Nunca le había dicho a mi familia que era dueño de un imperio de tres mil millones de dólares. Para ellos, seguía siendo «el perdedor». Me habían invitado a pasar la Nochebuena con ellos no para reconectar, sino para burlarse de mí mientras celebraban el nuevo nombramiento de mi hermana como directora ejecutiva. Les seguí la corriente, vestida con sencillez, con curiosidad por ver cómo tratarían a «la pobrecita». Fue entonces cuando lo vi, de pie en medio de la habitación: alguien a quien nunca habrían imaginado que conocía.

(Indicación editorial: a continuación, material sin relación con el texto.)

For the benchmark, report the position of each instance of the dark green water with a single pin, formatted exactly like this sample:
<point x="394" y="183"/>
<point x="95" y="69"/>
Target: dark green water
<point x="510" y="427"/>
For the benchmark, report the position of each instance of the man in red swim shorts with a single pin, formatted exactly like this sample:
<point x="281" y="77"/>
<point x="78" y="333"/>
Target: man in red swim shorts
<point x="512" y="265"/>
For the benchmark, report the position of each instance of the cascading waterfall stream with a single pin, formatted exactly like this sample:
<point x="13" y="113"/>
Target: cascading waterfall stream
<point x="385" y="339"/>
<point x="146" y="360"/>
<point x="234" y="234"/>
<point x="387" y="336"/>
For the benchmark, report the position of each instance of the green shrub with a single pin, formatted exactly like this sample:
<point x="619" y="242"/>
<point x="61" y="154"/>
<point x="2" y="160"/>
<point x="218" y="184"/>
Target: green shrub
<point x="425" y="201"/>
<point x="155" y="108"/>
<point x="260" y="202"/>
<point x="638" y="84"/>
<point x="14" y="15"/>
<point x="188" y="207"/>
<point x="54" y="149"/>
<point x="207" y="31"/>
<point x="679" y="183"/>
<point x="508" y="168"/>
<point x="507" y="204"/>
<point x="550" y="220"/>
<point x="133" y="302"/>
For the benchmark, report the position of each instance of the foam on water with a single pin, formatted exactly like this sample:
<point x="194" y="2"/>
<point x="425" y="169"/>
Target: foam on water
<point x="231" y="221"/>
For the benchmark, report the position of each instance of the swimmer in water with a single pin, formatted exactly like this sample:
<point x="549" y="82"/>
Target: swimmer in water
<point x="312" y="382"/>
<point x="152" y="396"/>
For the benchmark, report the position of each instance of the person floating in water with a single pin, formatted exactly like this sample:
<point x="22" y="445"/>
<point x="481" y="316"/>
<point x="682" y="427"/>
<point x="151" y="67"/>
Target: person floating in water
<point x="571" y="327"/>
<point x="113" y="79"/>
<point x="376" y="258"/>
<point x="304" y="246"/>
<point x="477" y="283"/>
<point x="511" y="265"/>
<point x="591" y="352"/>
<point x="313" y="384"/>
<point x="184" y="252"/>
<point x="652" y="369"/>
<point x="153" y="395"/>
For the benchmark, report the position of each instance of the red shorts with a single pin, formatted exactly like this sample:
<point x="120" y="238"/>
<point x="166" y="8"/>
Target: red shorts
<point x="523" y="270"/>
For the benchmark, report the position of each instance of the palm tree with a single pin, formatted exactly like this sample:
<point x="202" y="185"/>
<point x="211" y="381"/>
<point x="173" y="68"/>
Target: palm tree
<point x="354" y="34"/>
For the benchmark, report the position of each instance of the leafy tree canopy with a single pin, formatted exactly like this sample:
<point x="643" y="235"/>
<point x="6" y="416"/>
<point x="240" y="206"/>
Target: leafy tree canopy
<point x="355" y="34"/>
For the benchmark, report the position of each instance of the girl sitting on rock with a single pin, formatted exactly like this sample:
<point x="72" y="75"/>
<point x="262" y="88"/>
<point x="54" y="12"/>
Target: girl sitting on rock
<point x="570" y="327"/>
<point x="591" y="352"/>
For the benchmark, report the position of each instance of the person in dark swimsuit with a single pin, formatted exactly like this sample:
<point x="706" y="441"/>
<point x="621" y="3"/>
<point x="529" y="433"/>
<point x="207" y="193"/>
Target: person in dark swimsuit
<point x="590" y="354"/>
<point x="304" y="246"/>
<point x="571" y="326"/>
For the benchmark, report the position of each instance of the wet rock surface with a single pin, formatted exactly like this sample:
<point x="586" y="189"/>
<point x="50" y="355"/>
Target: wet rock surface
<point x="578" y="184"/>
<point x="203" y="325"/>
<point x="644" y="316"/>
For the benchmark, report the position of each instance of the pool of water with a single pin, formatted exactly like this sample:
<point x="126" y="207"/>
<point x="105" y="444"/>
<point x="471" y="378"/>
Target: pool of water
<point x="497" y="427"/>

Sonrió y dijo mi nombre. Mi hermana susurró: «¿Lo… conoces?». Respondí con calma: «Trabaja para mí». Un silencio sepulcral invadió la habitación.

Nunca le había dicho a mi familia que era dueño de un imperio de tres mil millones de dólares. Para ellos, seguía siendo «el perdedor». Me habían invitado a pasar la Nochebuena con ellos no para reconectar, sino para burlarse de mí mientras celebraban el nuevo nombramiento de mi hermana como directora ejecutiva. Les seguí la corriente, vestida con sencillez, con curiosidad por ver cómo tratarían a «la pobrecita». Fue entonces cuando lo vi, de pie en medio de la habitación: alguien a quien nunca habrían imaginado que conocía. Sonrió y dijo mi nombre. Mi hermana susurró: «¿Lo… conoces?». Respondí con calma: «Trabaja para mí». Un silencio sepulcral invadió la habitación.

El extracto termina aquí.